I cried into his chest, all the tears I’d been hoarding bursting out of me.
I didn’t know what it was about his presence that always tore me open.
Seeing him always made me want to burst into tears—either from too much joy, or from the jagged mix of feelings that came with hugging him like he was life itself.
I was sad and happy at once. Sad that his curse could only be broken in the cruellest way imaginable, and that he had gone through the worst shit in the past. Happy because he was right here, and I was seeing him again.
I refused to let him go, so he walked us inside the house and closed the door with one arm still around me. We held each other for long minutes until the tears slowed and I felt drained of everything that had been choking me for days.
Then Thrax shifted, his hands sliding to my shoulders, pushing me back gently. One hand came up to my chin, tilting my head up.
“Look at me,” he said softly.
“I am—”
“No.” He leaned in. “Look like you remember who you belong to.”
That made me meet his dark eyes. They roamed over my face with an obsession no one else could match, and I realised—no one could appreciate me in a single stare the way Thrax did.
“I want you to know something for sure,” he murmured, peeling his leather gloves from his hands and letting them fall to the floor.
“What is that?” My voice was small.
He cupped my face in his bare palms, warmth spreading across my cheeks.
“I don’t care. Let the moon curse me. Let eternity bleed me dry.
I don’t care if your soul saves me or damns me.
You are mine, Sanora, and I will go on wanting you until the stars themselves collapse.
” He tucked my hair behind my ear. “Remember that. Always.”
There goes my heart and tear ducts again.
I’d said it before, but Thrax really knew how to say the best things. And I wondered if he’d spent his years perfecting it the same way he’d learnt and perfected everything else, or maybe it was just very natural for him.
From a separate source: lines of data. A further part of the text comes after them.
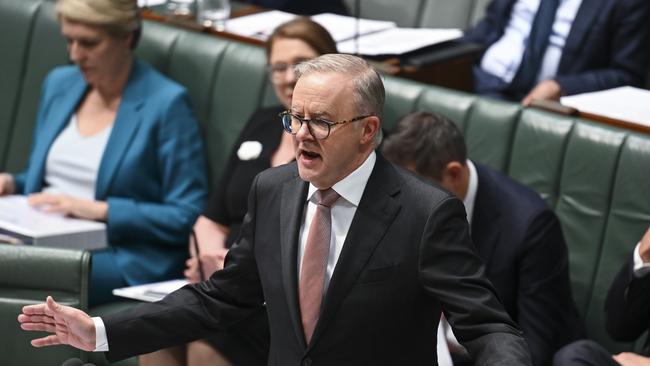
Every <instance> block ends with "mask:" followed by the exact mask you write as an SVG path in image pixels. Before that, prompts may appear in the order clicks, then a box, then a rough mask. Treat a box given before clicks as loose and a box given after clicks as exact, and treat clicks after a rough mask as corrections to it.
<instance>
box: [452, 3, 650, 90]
mask: <svg viewBox="0 0 650 366" xmlns="http://www.w3.org/2000/svg"><path fill="white" fill-rule="evenodd" d="M516 1H517V0H493V1H492V2H491V3H490V5H489V6H488V8H487V12H486V15H485V17H484V19H483V20H482V21H481V22H480V23H479V24H478V25H477V26H476V27H475V28H473V29H471V30H470V31H469V32H468V33H467V34H466V35H465V39H466V40H468V41H471V42H476V43H479V44H481V45H483V46H485V47H486V48H487V47H489V46H490V45H492V44H493V43H494V42H496V41H498V40H499V39H500V38H501V36H502V35H503V32H504V30H505V28H506V26H507V25H508V21H509V19H510V15H511V12H512V8H513V5H514V4H515V2H516ZM648 19H650V1H647V0H582V3H581V5H580V8H579V10H578V13H577V14H576V18H575V20H574V23H573V25H572V27H571V30H570V33H569V36H568V38H567V40H566V45H565V46H564V49H563V51H562V57H561V59H560V64H559V67H558V70H557V76H556V77H555V78H554V79H555V80H556V81H557V82H558V83H559V84H560V86H561V87H562V91H563V94H565V95H571V94H578V93H584V92H589V91H595V90H603V89H609V88H613V87H617V86H622V85H633V86H639V87H641V86H643V81H644V79H645V77H646V75H647V73H648V67H649V65H648V61H649V60H650V47H648V44H649V42H650V35H649V28H650V21H648Z"/></svg>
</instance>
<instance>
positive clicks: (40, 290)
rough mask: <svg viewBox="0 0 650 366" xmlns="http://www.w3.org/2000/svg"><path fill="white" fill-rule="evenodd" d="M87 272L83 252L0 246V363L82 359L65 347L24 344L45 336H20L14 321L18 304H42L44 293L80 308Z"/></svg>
mask: <svg viewBox="0 0 650 366" xmlns="http://www.w3.org/2000/svg"><path fill="white" fill-rule="evenodd" d="M89 273H90V253H88V252H87V251H80V250H68V249H56V248H42V247H32V246H16V245H10V244H0V339H2V342H0V364H2V365H7V366H13V365H60V364H61V363H62V362H63V361H65V360H67V359H69V358H71V357H85V356H84V355H82V352H80V351H79V350H76V349H74V348H72V347H68V346H57V347H46V348H38V349H37V348H34V347H32V346H31V345H30V343H29V341H30V340H31V339H33V338H36V337H42V336H44V335H46V333H40V332H39V333H32V332H24V331H22V330H21V329H20V325H19V324H18V321H17V320H16V318H17V317H18V314H19V313H20V311H21V309H22V307H23V306H25V305H31V304H36V303H39V302H43V301H44V300H45V298H46V296H47V295H52V296H54V298H55V299H56V300H57V301H58V302H60V303H61V304H64V305H70V306H74V307H77V308H80V309H84V310H86V309H87V308H88V274H89Z"/></svg>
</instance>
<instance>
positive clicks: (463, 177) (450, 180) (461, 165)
mask: <svg viewBox="0 0 650 366" xmlns="http://www.w3.org/2000/svg"><path fill="white" fill-rule="evenodd" d="M464 171H465V168H464V166H463V164H461V163H460V162H459V161H451V162H449V163H447V165H445V167H444V168H442V174H440V185H441V186H443V187H445V188H446V189H448V190H450V191H452V192H453V193H454V194H456V195H457V196H459V197H460V195H459V194H460V188H461V187H462V183H463V179H464Z"/></svg>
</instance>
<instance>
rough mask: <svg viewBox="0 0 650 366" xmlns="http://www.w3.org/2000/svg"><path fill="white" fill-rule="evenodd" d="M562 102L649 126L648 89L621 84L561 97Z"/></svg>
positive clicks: (590, 112)
mask: <svg viewBox="0 0 650 366" xmlns="http://www.w3.org/2000/svg"><path fill="white" fill-rule="evenodd" d="M560 101H561V102H562V104H564V105H566V106H569V107H573V108H577V109H578V110H579V111H581V112H587V113H591V114H597V115H601V116H604V117H609V118H614V119H619V120H623V121H627V122H631V123H636V124H639V125H643V126H649V127H650V91H649V90H645V89H639V88H634V87H631V86H622V87H619V88H614V89H608V90H601V91H597V92H591V93H584V94H577V95H571V96H568V97H562V98H561V99H560Z"/></svg>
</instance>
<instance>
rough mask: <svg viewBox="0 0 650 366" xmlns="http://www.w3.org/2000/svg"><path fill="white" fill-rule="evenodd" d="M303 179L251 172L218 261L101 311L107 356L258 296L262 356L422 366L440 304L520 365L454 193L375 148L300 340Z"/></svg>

I nodded, filing those words to the space closest to my heart. “I want to hear it.”
“Hear what?”
I bit my lip, hesitating. “What you wrote in the letter. Can I hear it in person? You said you love her…and the depth of it terrifies you.” I held his gaze, holding my breath. “Tell me.”
Winifred’s voice telling me Thrax didn’t love me was still too loud in my head. I needed him—his voice—to drown it out. Even if I already knew, I needed to hear him say it.
“I love you.” He nodded once, sure. “I love you, Nher. Love you so much it’s too much for my heart. I’ve never been so certain of anything in my life.”
Tears welled up in my eyes. I didn’t know why I thought I could handle hearing the Soulless Man tell me he loved me. Because suddenly, I couldn’t speak. My lips felt paralysed, and if I forced them apart, I might just break again.
“I know, Sanora. I know how you feel.” He placed his hand over his heart. “I can feel everything right here.” Bringing it back up, he caught a tear on his thumb. “Now, let’s go home.”